Ah ! Le charme d’un moteur " puissant ", éventuellement plus " puissant
" que celui du voisin (et la " fierté " qu’on en tire alors !) !
On s’est bercé à son vacarme, on dormira à son silence forcé !
Il y a eu pourtant quelques " chocs pétroliers " qui auraient dû
inciter à penser que le prestige de la puissance devrait un jour faire
place à la satisfaction d’une plus grande efficacité, d’une meilleure
optimisation...
Avons-nous pu compter sur les pouvoirs publics, sur les politiques, pour voir plus loin que le nez de nos pêcheurs ?
Assurément non : ils ont tenté de résoudre les crises successives en se
gardant surtout du risque de perdre des électeurs, en ne cherchant
jamais à optimiser quoi que ce fût, en évitant tout produit de quelque
imagination, nous conduisant ainsi à la situation actuelle, désastreuse
à de nombreux points de vue.
Car, prenant un peu de hauteur, la question du revenu des pêcheurs peut
être considérée comme un épiphénomène dans une défaite globale, si l’on
considère l’état déplorable des mers et océans, la déconfiture du
vivant dans ces milieux.
Nous sommes dans le cours de la toute première extinction majeure
d’espèces, une extinction provoquée par l’homme et qui affecte autant
les milieux marins que terrestres.

Les pêcheurs ont été parmi les premiers à constater que le volume de
leurs captures s’amenuisait, en dépit d’équipements de plus en plus
performants, les scientifiques n’étaient pas loin, les politiques non
plus pour partager ce constat.
Qu’a-t-il été fait ?
On a élaboré des réglementations diverses, imposé des contraintes et
des limitations sans jamais songer un instant infléchir cette attitude
de cueilleur effréné, en feignant d’ignorer des champs de possible dont
de nombreux exemples bien connus auraient pu nous mener à un présent
bien différent.
On sait que l’humanité est passée de la cueillette à l’agriculture, que
cette transition a profondément modifié, il y a fort longtemps, ses
horizons alimentaires et ses perspectives d’avenir.

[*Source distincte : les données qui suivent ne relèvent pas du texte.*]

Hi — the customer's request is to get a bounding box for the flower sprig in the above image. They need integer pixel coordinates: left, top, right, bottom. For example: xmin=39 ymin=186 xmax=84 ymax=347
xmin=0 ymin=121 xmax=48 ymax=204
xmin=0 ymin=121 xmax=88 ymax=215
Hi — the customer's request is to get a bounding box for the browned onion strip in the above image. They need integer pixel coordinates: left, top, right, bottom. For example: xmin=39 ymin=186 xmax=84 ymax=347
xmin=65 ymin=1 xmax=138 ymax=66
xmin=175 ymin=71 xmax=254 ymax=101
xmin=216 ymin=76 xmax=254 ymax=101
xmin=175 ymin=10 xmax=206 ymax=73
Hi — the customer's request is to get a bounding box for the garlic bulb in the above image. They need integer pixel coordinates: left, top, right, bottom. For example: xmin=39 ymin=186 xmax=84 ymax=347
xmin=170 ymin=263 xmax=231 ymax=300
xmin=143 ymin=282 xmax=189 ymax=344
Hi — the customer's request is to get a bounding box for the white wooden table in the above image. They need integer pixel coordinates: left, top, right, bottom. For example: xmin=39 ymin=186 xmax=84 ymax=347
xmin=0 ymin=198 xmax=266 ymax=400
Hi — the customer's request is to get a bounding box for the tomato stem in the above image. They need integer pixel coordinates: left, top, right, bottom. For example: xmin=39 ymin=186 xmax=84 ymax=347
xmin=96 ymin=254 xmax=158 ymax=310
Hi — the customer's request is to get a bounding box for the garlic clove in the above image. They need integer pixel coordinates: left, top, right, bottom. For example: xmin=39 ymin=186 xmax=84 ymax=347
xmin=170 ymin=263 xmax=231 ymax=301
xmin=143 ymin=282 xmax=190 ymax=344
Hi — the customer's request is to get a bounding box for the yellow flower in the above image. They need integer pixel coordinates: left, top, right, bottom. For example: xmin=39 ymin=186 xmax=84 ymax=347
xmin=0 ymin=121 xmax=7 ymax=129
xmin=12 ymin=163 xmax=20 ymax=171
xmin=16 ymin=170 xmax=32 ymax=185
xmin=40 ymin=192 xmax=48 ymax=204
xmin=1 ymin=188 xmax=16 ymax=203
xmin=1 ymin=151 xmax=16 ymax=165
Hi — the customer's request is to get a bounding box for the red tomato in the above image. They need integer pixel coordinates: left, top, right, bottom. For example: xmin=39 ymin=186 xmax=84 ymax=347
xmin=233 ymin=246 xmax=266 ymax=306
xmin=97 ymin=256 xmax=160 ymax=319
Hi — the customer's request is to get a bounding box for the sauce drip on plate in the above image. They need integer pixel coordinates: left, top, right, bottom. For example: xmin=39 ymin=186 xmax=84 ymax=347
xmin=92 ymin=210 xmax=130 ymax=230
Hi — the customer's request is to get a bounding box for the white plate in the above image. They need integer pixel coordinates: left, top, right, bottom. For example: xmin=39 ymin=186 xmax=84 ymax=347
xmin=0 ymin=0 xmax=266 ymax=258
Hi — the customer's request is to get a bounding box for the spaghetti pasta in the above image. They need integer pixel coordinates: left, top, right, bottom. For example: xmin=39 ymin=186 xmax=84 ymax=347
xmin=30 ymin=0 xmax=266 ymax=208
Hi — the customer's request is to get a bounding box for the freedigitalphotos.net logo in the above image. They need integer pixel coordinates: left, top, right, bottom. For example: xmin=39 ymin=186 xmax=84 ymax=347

On sait également que, depuis des temps anciens, de nombreuses sociétés
ont pratiqué l’élevage, ici extensif, ailleurs plutôt intensif, de
poissons d’eau douce.
Favoriser la croissance et la prolifération des espèces aquatiques
n’était donc pas hors du registre de nos connaissances, hors de portée
de notre intelligence.
Ah, objecterez-vous, un étang d’eau douce n’est pas la mer : j’en suis
informé, merci, tout comme j’étais informé il y a bien une trentaine
d’années au moins, par des articles de je ne sais plus quelles revues
(" Pour la Science ", " La Recherche ", " Science et Vie " ou
autres... ? je ne saurais plus dire, m’étant débarrassé de mes
collections...) que le Japon obtenait des résultats intéressants en
terme d’amélioration de la production des mers par l’utilisation de
récifs artificiels, une pratique qui remonterait au moyen-âge.
Si " moi ", petit français moyen, je disposais de cette information il
faut en déduire que toute autre personne pouvait en avoir facilement
connaissance et en tirer certaines déductions !!!
Comment comprendre que nous ayons persisté à cueillir sur un arbre aux
fruits de plus en plus rachitiques une récolte s’amaigrissant d’année
en année sans songer un seul instant à lui apporter quelques soins afin
qu’il produise plus et mieux ???
Que faire maintenant ?
Il est probablement encore temps de s’engager dans une politique de
préservation / restauration des ressources marines, de mettre en oeuvre
une politique très volontariste faisant largement appel à ces récifs
artificiels qui ont sans conteste prouvé leur efficacité.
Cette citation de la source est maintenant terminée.